Pericardial Tamponade
If the fluid accumulates too rapidly or is too large, then cardiac tamponade, a condition in which the heart is compressed by the fluid and cannot pump enough blood forward, may occur. Cardiac tamponade may require urgent intervention including pericardiocentesis or a pericardial window. This complication is more common in patients with specific underlying etiologies such as malignancy, tuberculosis,[1] or purulent pericarditis. It rarely occurs in idiopathic pericarditis.
Constrictive Pericarditis
If scarring of the sac around the heart (the pericardium) occurs, then this is called constrictive pericarditis which may require surgical stripping of the scar (pericardiectomy).
Prognosis
Idiopathic Pericarditis
Idiopathic pericarditis is often self-limited and most patients recover in 2 weeks to 3 months. Idiopathic or viral pericarditis is associated with a favorable long-term prognosis[2] with few developing recurrences.[3] Approximately 15-30% of patients with idiopathic acute pericarditis who are not treated with colchicine will develop recurrent pericarditis.

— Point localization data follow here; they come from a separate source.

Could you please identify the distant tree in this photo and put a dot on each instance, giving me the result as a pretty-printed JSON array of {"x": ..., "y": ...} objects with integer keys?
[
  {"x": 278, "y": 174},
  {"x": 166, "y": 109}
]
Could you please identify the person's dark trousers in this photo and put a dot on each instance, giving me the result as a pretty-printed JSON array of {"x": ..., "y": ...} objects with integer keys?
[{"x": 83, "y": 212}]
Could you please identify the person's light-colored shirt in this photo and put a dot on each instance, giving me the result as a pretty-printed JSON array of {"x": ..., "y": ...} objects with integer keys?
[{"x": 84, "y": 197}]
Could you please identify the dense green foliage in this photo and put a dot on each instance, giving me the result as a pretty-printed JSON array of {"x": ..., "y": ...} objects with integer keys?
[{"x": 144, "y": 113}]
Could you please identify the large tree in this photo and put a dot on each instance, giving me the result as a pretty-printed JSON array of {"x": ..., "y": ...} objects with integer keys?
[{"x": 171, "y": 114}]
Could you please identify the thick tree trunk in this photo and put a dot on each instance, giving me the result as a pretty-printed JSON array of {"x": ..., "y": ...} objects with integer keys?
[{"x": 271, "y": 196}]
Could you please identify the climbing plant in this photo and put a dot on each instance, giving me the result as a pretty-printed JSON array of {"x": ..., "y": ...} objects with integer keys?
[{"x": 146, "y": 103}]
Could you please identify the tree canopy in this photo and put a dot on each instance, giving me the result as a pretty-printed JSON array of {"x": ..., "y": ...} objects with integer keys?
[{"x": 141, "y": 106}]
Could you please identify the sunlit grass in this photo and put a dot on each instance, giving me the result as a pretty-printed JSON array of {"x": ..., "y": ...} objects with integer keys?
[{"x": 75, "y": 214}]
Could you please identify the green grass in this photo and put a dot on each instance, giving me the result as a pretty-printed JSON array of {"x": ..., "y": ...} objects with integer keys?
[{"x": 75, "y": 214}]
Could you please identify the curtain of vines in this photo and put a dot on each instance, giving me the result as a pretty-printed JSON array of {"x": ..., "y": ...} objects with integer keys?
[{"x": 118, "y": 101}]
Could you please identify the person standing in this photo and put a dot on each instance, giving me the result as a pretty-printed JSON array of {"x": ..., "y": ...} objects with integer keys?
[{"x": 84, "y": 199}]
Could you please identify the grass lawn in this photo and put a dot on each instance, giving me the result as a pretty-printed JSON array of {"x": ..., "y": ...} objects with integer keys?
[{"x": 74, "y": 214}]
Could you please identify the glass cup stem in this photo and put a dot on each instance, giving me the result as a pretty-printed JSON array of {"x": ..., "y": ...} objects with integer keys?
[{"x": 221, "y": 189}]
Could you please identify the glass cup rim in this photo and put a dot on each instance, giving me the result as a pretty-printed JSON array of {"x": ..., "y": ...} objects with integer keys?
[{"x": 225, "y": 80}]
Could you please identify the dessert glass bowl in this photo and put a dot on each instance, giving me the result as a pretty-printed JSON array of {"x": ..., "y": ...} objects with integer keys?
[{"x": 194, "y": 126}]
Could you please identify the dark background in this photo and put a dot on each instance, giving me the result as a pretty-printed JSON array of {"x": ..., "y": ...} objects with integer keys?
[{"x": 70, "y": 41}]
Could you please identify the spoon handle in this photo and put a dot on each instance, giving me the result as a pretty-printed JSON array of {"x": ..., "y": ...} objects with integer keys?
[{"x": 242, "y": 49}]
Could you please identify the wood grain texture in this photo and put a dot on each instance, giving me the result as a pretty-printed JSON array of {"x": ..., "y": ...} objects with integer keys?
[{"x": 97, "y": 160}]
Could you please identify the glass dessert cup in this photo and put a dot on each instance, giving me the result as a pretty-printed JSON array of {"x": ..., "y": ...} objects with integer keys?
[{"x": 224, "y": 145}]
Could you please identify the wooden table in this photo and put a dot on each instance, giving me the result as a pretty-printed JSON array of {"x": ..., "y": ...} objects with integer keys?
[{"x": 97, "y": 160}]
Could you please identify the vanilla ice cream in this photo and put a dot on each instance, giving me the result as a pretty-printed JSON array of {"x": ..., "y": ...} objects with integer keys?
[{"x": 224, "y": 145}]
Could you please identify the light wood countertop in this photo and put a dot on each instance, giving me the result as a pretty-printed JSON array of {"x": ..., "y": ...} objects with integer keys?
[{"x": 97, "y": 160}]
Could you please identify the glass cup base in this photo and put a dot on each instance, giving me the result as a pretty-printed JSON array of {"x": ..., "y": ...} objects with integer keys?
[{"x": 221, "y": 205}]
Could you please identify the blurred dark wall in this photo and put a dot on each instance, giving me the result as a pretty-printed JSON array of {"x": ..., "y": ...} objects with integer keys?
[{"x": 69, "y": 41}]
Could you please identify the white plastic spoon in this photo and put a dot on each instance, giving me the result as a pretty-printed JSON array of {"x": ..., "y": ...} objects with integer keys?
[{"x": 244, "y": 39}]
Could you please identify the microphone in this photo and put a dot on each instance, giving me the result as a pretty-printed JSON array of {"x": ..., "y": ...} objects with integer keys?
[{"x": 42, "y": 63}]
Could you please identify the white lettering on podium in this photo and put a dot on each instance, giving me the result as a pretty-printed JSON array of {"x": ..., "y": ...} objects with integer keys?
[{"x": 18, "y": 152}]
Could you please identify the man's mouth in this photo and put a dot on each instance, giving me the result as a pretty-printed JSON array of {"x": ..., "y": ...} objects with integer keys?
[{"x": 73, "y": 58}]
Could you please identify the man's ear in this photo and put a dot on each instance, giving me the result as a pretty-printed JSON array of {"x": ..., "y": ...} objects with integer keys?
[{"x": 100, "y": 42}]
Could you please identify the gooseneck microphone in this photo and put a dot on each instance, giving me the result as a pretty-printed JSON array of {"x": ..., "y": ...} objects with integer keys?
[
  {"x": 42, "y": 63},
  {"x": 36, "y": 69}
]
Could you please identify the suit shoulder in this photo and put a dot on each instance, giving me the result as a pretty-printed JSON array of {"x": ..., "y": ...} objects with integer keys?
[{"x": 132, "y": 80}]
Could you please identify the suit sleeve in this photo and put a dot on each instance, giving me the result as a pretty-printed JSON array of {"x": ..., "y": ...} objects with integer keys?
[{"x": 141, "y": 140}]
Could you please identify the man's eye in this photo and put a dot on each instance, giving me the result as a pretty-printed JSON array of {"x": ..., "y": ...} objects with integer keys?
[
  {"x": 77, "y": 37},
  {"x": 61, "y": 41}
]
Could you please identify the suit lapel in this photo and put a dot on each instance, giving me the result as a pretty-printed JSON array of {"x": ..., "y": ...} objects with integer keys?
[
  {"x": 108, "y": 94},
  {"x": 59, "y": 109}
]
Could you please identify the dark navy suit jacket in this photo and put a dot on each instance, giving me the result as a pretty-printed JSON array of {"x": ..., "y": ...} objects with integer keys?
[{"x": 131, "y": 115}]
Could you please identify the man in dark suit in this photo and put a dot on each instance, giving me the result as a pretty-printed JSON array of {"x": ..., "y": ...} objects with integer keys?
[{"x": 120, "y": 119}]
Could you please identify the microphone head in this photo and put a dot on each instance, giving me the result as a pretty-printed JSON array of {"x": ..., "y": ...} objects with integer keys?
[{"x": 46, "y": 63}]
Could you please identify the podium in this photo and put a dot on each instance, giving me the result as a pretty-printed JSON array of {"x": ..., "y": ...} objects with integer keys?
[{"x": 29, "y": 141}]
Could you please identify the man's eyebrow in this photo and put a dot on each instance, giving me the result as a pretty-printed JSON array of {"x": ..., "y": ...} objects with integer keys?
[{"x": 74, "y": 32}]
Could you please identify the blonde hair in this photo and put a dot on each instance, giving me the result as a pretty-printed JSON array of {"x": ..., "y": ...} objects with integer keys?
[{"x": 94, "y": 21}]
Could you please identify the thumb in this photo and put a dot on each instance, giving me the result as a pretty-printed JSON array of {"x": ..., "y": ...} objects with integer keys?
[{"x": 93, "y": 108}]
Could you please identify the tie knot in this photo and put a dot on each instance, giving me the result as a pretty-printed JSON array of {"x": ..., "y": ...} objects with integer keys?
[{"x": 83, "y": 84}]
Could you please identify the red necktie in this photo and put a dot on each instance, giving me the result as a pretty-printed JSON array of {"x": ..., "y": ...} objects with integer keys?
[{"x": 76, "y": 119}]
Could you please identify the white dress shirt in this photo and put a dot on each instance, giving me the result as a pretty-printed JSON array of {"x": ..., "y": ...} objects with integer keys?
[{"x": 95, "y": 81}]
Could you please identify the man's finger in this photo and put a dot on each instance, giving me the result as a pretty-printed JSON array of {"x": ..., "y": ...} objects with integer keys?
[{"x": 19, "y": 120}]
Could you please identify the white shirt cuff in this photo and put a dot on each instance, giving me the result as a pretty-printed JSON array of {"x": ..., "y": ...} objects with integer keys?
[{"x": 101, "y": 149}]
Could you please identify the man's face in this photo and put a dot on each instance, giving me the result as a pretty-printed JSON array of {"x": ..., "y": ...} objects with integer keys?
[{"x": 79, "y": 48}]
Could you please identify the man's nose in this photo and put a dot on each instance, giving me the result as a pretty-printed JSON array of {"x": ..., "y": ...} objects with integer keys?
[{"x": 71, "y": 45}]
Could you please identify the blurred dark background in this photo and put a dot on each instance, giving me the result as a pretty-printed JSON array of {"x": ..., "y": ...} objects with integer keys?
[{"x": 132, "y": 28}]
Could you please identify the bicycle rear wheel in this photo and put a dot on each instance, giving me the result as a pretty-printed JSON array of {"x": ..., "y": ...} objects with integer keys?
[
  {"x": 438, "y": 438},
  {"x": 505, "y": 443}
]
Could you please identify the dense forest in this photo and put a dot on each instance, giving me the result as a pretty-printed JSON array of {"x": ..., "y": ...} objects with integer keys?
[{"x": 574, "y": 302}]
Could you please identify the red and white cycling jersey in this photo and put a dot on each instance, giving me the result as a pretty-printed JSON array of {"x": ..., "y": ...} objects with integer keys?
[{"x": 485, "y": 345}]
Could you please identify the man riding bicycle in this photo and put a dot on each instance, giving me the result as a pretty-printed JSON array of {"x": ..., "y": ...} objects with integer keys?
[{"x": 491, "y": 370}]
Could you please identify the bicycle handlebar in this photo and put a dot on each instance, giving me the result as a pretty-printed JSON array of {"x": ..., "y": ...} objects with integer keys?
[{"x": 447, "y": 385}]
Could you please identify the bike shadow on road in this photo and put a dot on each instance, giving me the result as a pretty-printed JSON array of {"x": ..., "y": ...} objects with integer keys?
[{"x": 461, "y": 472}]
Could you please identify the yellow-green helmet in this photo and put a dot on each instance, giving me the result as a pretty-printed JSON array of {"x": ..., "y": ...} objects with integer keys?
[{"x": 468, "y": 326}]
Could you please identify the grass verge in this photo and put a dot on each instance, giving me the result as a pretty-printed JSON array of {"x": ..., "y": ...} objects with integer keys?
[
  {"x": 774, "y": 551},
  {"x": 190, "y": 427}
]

Post MI Pericarditis or Dressler's Syndrome
Post MI pericarditis is usually associated with larger infarcts, and therefore these patients have a poorer long term prognosis.
Tuberculous Pericarditis
The mortality rate associated with tuberculous pericarditis in the preantibiotic era was 80-90%.[4] The mortality rate is currently 8-17%.[5][6] The mortality is 17-34% if the tuberculous pericarditis is associated with HIV.[7]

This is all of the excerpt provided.